マイナビは2026年7月23日、『アルバイトの賃上げに関する企業調査(2026年版)』の結果を発表した。調査は2026年5月15日~29日、直近半年以内(2025年12月~2026年5月を想定)にアルバイト採用業務に携わった20~60代の男女1,461名を対象に、WEBアンケートで行われた。

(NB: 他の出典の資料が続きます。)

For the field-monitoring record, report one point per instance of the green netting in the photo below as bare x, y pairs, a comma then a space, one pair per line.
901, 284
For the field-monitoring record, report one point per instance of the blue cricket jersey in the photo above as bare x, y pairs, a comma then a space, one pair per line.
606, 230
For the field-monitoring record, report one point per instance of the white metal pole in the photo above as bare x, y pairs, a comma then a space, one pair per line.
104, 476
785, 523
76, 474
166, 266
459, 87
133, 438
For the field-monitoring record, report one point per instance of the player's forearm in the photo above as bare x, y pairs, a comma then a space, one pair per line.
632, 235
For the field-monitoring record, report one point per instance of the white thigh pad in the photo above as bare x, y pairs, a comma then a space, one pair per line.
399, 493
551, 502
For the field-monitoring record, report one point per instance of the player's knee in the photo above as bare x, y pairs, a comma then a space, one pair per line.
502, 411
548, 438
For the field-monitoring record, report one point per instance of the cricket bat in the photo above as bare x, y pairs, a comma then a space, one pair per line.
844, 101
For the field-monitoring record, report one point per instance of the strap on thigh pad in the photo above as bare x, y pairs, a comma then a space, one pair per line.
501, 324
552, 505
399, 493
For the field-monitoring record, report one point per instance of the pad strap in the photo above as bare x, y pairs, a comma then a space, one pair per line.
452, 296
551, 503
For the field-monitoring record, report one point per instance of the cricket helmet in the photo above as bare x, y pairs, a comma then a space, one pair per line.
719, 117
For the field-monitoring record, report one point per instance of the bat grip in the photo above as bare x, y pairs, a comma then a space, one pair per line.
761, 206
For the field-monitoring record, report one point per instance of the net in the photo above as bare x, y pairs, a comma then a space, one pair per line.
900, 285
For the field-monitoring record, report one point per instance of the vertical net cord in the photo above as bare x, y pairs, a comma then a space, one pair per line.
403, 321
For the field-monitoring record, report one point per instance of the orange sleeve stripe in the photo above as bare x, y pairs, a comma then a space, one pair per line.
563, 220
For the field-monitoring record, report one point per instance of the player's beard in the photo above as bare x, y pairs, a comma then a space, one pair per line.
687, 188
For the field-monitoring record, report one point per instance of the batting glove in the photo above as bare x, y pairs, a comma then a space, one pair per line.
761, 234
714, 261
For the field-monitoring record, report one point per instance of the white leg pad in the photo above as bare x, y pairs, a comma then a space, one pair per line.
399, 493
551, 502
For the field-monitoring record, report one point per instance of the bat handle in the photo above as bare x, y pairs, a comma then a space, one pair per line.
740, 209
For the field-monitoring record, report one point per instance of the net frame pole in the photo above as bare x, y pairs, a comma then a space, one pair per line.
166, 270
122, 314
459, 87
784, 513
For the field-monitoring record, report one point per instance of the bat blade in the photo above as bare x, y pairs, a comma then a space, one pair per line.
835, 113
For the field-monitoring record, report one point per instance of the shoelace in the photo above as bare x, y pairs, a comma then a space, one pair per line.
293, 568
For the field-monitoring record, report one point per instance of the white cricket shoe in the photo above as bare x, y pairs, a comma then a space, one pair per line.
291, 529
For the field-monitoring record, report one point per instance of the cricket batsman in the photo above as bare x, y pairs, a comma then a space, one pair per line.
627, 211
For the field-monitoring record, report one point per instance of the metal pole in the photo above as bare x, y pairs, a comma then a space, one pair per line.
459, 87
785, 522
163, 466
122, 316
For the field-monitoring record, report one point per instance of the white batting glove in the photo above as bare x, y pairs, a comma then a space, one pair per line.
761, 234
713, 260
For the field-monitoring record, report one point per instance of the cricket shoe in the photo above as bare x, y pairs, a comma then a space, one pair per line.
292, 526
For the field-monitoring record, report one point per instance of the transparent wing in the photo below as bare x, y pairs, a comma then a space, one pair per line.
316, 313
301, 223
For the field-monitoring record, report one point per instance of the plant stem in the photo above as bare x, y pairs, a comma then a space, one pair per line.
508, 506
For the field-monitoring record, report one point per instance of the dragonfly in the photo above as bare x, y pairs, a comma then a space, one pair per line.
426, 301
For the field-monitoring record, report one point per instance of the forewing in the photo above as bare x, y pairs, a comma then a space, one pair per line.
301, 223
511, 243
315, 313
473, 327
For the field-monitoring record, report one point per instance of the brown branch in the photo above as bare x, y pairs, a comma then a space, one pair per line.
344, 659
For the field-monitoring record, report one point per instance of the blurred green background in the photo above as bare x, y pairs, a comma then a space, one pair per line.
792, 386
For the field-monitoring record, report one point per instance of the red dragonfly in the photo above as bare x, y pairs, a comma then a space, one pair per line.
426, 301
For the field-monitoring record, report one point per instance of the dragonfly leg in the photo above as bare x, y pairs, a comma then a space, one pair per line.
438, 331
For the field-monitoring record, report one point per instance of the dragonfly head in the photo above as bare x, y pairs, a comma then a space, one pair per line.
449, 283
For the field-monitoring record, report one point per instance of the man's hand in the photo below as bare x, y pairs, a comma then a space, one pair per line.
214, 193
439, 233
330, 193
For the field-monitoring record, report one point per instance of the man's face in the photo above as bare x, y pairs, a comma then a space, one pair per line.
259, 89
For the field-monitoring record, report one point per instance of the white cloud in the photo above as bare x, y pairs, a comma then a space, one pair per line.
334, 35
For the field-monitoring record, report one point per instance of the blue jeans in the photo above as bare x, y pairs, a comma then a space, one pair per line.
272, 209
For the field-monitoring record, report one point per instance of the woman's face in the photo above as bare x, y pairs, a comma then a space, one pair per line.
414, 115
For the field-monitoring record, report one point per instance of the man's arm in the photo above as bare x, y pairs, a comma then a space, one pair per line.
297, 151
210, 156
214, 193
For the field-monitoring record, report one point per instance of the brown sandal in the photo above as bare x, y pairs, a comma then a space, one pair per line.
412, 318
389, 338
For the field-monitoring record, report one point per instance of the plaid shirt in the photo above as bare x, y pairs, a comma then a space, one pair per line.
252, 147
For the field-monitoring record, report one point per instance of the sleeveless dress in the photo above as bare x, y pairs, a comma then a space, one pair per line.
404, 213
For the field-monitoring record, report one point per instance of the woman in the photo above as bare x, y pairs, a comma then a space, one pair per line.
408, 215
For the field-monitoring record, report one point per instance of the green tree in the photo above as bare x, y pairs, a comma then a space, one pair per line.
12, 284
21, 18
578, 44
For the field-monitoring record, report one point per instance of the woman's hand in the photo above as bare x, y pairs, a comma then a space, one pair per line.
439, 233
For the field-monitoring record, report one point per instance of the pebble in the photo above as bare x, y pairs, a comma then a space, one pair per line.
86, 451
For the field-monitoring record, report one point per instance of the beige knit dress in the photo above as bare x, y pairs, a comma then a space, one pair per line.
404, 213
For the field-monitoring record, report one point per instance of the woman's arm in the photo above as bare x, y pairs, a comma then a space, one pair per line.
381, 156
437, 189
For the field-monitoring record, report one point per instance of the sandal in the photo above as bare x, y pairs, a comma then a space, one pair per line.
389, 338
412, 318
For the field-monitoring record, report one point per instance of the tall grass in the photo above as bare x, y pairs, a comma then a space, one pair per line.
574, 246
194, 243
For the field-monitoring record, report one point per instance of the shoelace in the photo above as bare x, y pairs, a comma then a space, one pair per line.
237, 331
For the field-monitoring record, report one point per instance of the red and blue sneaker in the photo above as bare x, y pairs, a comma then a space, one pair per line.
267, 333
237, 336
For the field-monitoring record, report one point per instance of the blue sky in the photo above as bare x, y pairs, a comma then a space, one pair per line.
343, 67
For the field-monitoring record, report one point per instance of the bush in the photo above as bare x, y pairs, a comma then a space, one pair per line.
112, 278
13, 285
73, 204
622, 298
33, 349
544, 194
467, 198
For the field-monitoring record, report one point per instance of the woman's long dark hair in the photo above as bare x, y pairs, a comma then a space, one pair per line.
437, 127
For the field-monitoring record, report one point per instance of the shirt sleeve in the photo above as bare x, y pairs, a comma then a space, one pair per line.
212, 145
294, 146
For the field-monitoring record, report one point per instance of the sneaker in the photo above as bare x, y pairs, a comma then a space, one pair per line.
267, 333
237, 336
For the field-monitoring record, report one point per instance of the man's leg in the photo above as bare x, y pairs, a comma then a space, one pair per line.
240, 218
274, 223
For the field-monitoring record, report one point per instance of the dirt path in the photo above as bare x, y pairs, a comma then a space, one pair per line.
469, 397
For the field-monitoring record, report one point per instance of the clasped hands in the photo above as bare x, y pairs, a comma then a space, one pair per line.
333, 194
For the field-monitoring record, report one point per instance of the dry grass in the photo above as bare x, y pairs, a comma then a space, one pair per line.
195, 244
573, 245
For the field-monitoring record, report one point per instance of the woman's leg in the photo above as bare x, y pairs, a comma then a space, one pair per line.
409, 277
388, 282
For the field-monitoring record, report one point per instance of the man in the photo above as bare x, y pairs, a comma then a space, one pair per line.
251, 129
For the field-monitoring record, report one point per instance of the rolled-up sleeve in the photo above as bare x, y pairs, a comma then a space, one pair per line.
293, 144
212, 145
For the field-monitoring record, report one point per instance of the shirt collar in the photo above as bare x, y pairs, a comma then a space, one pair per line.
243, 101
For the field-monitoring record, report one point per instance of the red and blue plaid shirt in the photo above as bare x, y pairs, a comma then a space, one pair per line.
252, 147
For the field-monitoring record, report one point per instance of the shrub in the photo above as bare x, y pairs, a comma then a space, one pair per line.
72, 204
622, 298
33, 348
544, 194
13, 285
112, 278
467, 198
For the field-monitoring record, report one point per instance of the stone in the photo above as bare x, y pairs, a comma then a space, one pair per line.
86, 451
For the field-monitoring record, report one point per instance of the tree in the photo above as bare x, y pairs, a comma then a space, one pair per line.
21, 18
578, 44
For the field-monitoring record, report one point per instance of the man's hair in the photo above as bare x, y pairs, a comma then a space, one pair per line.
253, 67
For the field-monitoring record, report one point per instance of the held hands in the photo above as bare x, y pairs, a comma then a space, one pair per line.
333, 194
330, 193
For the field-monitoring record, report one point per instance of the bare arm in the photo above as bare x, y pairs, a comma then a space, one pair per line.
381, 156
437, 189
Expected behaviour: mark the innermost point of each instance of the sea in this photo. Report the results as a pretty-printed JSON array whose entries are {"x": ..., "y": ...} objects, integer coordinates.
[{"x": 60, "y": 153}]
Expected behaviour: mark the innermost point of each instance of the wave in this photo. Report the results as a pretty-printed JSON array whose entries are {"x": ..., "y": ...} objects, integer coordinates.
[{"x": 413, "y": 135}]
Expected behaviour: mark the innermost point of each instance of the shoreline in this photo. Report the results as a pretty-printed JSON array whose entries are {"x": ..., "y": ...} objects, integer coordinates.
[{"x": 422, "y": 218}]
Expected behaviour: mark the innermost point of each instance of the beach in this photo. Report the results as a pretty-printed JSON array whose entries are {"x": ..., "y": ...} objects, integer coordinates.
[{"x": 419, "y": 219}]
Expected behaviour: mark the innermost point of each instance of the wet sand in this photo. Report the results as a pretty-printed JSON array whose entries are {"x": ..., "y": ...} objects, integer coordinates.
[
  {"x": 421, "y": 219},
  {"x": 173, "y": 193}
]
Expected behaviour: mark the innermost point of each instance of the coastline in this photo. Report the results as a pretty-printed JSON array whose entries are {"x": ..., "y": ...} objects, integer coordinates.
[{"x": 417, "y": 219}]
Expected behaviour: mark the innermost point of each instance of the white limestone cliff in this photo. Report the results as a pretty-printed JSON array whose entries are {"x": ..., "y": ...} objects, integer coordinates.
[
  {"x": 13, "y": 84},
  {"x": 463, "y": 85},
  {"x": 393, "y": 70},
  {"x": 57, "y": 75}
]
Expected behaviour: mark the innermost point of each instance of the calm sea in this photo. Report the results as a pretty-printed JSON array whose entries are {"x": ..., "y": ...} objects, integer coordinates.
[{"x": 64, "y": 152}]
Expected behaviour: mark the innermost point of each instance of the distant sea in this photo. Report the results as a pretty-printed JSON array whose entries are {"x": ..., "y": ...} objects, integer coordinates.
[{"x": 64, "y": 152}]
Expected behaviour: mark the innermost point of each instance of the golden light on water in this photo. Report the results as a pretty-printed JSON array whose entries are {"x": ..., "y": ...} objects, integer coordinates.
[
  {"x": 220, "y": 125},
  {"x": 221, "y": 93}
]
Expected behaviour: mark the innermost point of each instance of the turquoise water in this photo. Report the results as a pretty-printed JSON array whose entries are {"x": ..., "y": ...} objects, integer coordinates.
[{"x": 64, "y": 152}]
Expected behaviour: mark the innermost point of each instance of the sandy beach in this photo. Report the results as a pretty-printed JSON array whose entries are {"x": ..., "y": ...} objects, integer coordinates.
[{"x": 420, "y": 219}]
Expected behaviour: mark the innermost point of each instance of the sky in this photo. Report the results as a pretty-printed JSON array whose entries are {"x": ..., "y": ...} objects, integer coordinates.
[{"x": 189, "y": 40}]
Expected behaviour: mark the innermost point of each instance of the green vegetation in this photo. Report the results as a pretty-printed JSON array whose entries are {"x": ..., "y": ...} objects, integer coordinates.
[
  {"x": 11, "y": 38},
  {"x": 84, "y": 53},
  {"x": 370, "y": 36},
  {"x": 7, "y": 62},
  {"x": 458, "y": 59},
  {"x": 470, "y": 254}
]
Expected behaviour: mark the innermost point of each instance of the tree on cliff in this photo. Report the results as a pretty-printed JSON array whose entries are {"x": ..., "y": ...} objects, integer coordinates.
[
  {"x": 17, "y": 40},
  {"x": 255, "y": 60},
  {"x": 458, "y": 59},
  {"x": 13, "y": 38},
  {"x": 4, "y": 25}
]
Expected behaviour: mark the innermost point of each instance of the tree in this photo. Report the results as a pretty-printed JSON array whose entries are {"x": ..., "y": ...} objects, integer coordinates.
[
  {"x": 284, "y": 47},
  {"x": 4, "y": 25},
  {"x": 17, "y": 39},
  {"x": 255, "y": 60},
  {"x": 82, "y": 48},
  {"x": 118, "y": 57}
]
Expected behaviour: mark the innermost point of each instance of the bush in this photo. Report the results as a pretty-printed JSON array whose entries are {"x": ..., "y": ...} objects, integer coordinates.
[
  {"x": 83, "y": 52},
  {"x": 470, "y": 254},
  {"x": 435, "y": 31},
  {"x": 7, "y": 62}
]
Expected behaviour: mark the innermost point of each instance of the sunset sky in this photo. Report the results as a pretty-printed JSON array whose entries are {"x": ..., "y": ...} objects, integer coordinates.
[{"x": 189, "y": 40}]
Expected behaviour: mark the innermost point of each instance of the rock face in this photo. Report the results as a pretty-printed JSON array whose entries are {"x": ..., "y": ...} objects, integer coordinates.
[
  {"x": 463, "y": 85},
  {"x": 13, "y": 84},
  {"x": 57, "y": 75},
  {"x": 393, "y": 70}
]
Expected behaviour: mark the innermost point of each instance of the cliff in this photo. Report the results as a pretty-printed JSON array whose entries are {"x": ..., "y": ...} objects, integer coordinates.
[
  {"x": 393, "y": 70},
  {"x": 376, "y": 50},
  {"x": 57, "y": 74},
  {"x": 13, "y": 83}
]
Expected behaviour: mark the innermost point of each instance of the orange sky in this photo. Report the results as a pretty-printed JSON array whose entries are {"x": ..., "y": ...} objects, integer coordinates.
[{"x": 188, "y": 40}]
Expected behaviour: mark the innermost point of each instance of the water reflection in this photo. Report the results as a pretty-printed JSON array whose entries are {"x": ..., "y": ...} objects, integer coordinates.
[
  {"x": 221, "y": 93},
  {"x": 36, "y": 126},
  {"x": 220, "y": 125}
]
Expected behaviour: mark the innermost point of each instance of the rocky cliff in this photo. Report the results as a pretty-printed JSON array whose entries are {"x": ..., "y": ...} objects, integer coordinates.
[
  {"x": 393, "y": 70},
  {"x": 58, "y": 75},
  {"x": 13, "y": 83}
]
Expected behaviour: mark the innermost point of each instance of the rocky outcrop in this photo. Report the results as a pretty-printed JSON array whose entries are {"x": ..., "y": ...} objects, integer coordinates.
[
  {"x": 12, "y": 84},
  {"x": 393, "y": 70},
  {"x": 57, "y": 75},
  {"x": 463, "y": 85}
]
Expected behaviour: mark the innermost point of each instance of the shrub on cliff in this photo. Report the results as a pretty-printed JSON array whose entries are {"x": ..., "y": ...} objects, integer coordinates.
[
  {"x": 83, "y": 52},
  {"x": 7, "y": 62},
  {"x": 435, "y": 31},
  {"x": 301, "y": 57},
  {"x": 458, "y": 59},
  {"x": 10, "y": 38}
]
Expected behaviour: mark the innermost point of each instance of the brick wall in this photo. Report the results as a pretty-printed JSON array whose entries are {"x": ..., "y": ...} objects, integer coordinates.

直近半年間にアルバイトの賃上げを実施した企業は61.7%となり、前年の60.1%から1.6ポイント増加した。企業規模別では、大企業(従業員数300人以上)が75.2%、中小企業(同300人未満)が55.6%で、19.6ポイントの差がみられた。

業種別の賃上げ実施率

業種別では、「ホールキッチン・調理補助(飲食・フード)」と「販売・接客(コンビニ・スーパー)」がともに75.0%で最も高く、「警備・交通誘導(セキュリティ等)」(71.9%)が続いた。一方、「建築・土木作業員(建設・土木・設備工事)」(43.7%)、「販売・接客(パチンコ・カラオケ・ネットカフェ)」(50.0%)、「介護」(54.4%)は相対的に低い結果となった。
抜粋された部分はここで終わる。